Buchkritik -- Thomas Lehr -- 42

Umschlagfoto  -- Thomas Lehr  --  42 Für eine Besuchergruppe des Kernforschungszentrums CERN bleibt um 12:47 die Zeit stehen. Ihre Umgebung ist in eine Art Dornröschenschlaf gefallen. Dieses Phänomen ist auf ganz Europa bezogen. Thomas Lehr macht aus einer schriftstellerischen Herausforderung leider einen Roman, der seine Leser oft an die Grenzen ihrer Geduld führt. Gelingt es in der ersten Hälfte noch den immer wieder aufs neue beschriebenen Stillstandsberichten von Dingen, Menschen und Handlungen zu trotzen, so verliert der Autor in der zweiten Hälfte doch sehr den Faden seiner Handlung.

Schilderungen unappetitlicher Natur über Installationen weiblicher "Fuzzis", so die Bezeichnung der "eingefrorenen" Menschen aus dem Mund des Erzählers Adrian, deren Benutzung, sprich Vergewaltigung, wechseln sich mit pseudophilosophischen Betrachtungen über das Phänomen Zeit ab.

Der Protagonist des Romans, der Berliner Journalist Adrian wandelt durch den Roman wie ein Mann ohne Eigenschaften, der aber gut zu Fuß ist. Auf der Suche nach seiner Frau begibt er sich auf eine Wanderschaft, die ihn quer durch Europa treibt. Weshalb er dies macht, bleibt dem Leser auch nach wortreichen Erklärungen unverständlich. Will er fortan seine eigene Frau vergewaltigen oder hegt er die Hoffnung, dass sie als einzige vom Zeitstillstand verschont geblieben ist? Er findet sie, sehr unwahrscheinlich, in Florenz in Begleitung ihres Liebhabers. Überflüssig zu erwähnen, dass auch sie "Fuzzis" sind.

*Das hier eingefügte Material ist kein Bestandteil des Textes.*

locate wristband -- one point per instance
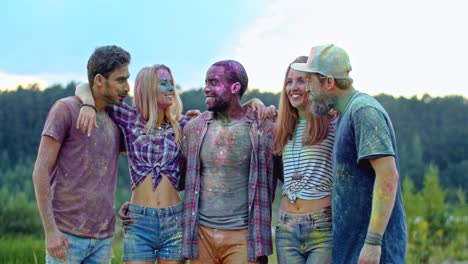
(92, 106)
(373, 239)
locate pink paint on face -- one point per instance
(217, 89)
(165, 96)
(296, 89)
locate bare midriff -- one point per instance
(165, 194)
(301, 206)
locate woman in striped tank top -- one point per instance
(305, 142)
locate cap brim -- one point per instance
(302, 67)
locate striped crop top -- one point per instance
(308, 169)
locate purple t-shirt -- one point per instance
(83, 179)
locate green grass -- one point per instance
(20, 250)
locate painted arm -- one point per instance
(263, 112)
(46, 158)
(87, 118)
(385, 189)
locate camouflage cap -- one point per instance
(328, 60)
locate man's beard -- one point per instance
(321, 102)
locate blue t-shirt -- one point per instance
(364, 132)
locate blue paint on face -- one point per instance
(166, 86)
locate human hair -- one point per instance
(105, 60)
(147, 89)
(316, 128)
(234, 72)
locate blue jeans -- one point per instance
(156, 233)
(85, 250)
(304, 238)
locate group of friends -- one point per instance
(332, 146)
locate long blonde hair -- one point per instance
(316, 129)
(146, 99)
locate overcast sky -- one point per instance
(400, 47)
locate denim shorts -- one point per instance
(156, 233)
(85, 250)
(304, 238)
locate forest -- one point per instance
(433, 154)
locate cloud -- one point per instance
(10, 81)
(400, 47)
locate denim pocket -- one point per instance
(136, 220)
(323, 224)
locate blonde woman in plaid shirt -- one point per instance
(152, 130)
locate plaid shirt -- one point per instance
(261, 184)
(154, 152)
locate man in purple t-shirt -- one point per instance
(75, 174)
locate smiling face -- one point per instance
(322, 102)
(217, 90)
(296, 90)
(116, 86)
(166, 89)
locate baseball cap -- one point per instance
(328, 60)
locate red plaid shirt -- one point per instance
(261, 184)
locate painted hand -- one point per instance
(57, 245)
(370, 254)
(86, 120)
(123, 215)
(193, 113)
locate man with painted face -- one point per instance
(229, 185)
(75, 175)
(368, 215)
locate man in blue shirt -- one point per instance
(369, 223)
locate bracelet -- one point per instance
(373, 239)
(92, 106)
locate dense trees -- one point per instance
(429, 131)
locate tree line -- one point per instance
(431, 137)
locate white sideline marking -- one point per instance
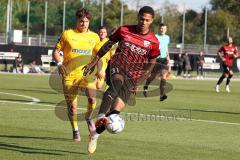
(34, 100)
(196, 120)
(218, 122)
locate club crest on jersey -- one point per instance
(146, 43)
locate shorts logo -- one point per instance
(136, 49)
(146, 43)
(81, 51)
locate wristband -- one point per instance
(59, 63)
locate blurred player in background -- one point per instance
(162, 63)
(227, 53)
(132, 62)
(200, 61)
(102, 63)
(77, 45)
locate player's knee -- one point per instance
(91, 100)
(230, 76)
(72, 109)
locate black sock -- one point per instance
(109, 96)
(113, 112)
(229, 79)
(102, 128)
(162, 87)
(220, 80)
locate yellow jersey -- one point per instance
(77, 48)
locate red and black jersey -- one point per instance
(228, 54)
(133, 51)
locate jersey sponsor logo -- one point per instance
(136, 49)
(146, 43)
(74, 40)
(230, 52)
(81, 51)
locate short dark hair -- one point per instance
(162, 24)
(82, 12)
(102, 27)
(146, 9)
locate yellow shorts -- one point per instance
(73, 82)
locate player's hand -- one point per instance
(135, 90)
(100, 75)
(62, 70)
(236, 56)
(223, 59)
(89, 68)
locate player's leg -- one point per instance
(152, 77)
(198, 68)
(162, 86)
(224, 75)
(230, 75)
(116, 106)
(91, 105)
(110, 94)
(70, 92)
(201, 70)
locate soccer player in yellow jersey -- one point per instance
(77, 45)
(102, 64)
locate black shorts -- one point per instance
(226, 68)
(161, 64)
(126, 90)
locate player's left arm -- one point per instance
(168, 56)
(236, 55)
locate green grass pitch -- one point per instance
(211, 130)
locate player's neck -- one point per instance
(143, 32)
(81, 31)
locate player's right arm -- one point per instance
(103, 50)
(220, 54)
(58, 59)
(113, 39)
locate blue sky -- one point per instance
(190, 4)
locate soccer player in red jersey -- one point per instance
(132, 62)
(227, 53)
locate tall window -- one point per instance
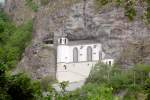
(75, 55)
(89, 54)
(100, 55)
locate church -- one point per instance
(75, 59)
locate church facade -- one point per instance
(75, 59)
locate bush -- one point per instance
(32, 5)
(89, 92)
(44, 2)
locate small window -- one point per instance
(60, 40)
(109, 62)
(81, 47)
(65, 67)
(65, 41)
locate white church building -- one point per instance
(75, 59)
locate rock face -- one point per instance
(79, 20)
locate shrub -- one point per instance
(44, 2)
(31, 4)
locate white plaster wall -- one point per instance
(74, 72)
(65, 52)
(106, 61)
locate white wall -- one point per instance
(107, 61)
(65, 52)
(74, 72)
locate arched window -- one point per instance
(100, 55)
(75, 55)
(89, 54)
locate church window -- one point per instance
(75, 55)
(100, 55)
(65, 67)
(89, 54)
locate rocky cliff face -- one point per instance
(79, 20)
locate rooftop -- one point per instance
(82, 42)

Der Roman kommt extrem zähflüssig daher und nur der eiserne Wille des Lesers kann dafür sorgen, dass man auch die letzte Seite erreicht. Die vielgepriesene Sprachkraft des Autors ist dabei eher ein Hindernis als eine Hilfe. Schnell wird der Leser der Aufzählungen eingefrorener "Fuzzis" müde. Der Aufenthalt in Luxusherbergen und die Positionen hilfloser weiblicher "Fuzzis" zur Befriedigung männlicher Lust nervt ebenso wie der prätentiöse Sprachstil, der zwar die Herzen von Feuilletonisten höher schlagen lässt, den Leser jedoch abstößt.

Das alles ist schade, denn die Idee des Romans ist brillant. Niemand verlangt von einem "seriösen" Autor die Fähigkeiten einen Science-Fiction Roman zu schreiben, doch sollte kein Autor sein Publikum vergessen. Thomas Lehr hat es jedenfalls nicht mitreißen können.